Wave has published data on the performance of other stereopure ASOs in the liver [Iwamoto 2017] and more recently in the retina [Byrne 2021], but to my knowledge, they haven’t published any preclinical data for the Huntington’s disease program — all I was able to find was a conference abstract [Dale 2020]. So we don’t really have any priors on which to predict whether the doses explored in this Phase I trial should or should not have acheived better target engagement. The only CNS indication for which I’ve seen any published preclinical data from Wave is the recent paper on C9orf72 [Liu 2021]. In that paper, they target a splice junction in order to specifically knock down the transcript isoform that is more commonly seen in patients with the pathogenic hexanucleotide repeat expansion — so they achieve some allele specificity without actually targeting the mutation. Analogously, their Huntington’s disease leads weren’t actually targeted at the CAG repeat expansion that causes Huntington’s disease, but rather at benign SNPs within HTT, with the strategy of pre-screening patients to identify those for whom the repeat expansion was in cis with the targeted SNP. Overall, it remains to be seen whether stereopure ASOs can achieve properties in the brain that stereorandom ASOs cannot.

atlas of ASOs in the brain

In January, Ionis published a long-awaited paper with a large bolus of data on the distribution and activity of ASOs in the brain [Jafar-Nejad & Powers 2021]. If you follow ASOs at conferences, you’ve probably already been seeing data from this paper for a couple of years now.

The most common concern we hear about ASOs for the CNS, especially from neurologists, is whether they have sufficient distribution to all parts of the brain. Do they really reach deep brain structures or is drug activity limited to the cortex and spinal cord? Of course, the ultimate answer to this question will have to come from humans — efficacy in diseases with deep brain structure involvement, and autopsy data showing drug distribution and target engagement. But human data are slow to accumulate. In the meantime, the new paper does probably the best job you could ask for of using animal data to try to answer this question. As in previous studies of ASOs in the periphery [Hung 2013], Ionis uses the ubiquitously expressed non-coding RNA Malat1 as a model target. They examine the accumulation, potency, and distribution of a potent Malat1 ASO in mice, rats, and monkeys. In Figure 5, they show that across a battery of 35 different brain regions in cynomolgus macaques, the ASO lowers the target to anywhere from ~10% to 75% of its normal levels.

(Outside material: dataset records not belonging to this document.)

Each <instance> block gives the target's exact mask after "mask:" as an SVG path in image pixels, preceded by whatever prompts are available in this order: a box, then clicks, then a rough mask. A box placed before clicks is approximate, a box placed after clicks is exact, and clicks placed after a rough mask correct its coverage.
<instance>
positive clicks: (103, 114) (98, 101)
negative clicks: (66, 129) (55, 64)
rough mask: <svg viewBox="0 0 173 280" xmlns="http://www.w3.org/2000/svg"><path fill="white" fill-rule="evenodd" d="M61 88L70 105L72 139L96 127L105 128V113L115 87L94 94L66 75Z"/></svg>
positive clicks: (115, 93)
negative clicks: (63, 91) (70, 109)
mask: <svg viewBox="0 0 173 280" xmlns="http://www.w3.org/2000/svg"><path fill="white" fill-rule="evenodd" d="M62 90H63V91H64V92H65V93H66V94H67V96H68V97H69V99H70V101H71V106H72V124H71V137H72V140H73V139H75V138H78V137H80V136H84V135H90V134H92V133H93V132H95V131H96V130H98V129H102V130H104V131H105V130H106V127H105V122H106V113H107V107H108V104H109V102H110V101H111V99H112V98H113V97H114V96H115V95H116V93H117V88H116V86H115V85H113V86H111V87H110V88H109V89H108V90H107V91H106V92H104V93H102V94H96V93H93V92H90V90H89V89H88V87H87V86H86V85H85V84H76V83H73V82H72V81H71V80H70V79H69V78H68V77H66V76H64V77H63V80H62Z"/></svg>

The single least-reached region is putamen, with about 75% residual Malat1, followed by globus pallidus at about 60%. Even in caudate, thalamus, and deep cerebellar nuclei, the ASO lowers its target to about 50% of normal levels. In the best-reached regions, including virtually all parts of cortex, the target is lowered to about 10% of normal levels. So, while ASO distribution may not be equal, some level of target engagement is achieved throughout the brain in monkeys. Non-human primate data are a lot more convincing than just rodent data in this regard, but a caveat, of course, is that even an adult cynomolgus monkey brain still weighs in at only about 74 g [Pardo 2012], versus ~1,300 g for humans [Svennerholm 1997].

The paper also models (both in the monkeys and across mouse and rat models) the relationship between drug concentration and drug activity. Long story short, ASO concentration is a good proxy for target engagement — the reason why there is not much knockdown in the monkey putamen is because there is not much drug there. Finally, there are some limited cell type distribution data, showing that the ASO is active across multiple cell types in the brain: neurons, oligodendrocytes, astrocytes, and microglia.

All told, while we will continue to watch new human data roll in, this atlas of ASO activity provides a good foundation on which to believe that ASOs are a relevant modality for a whole-brain disease like prion disease.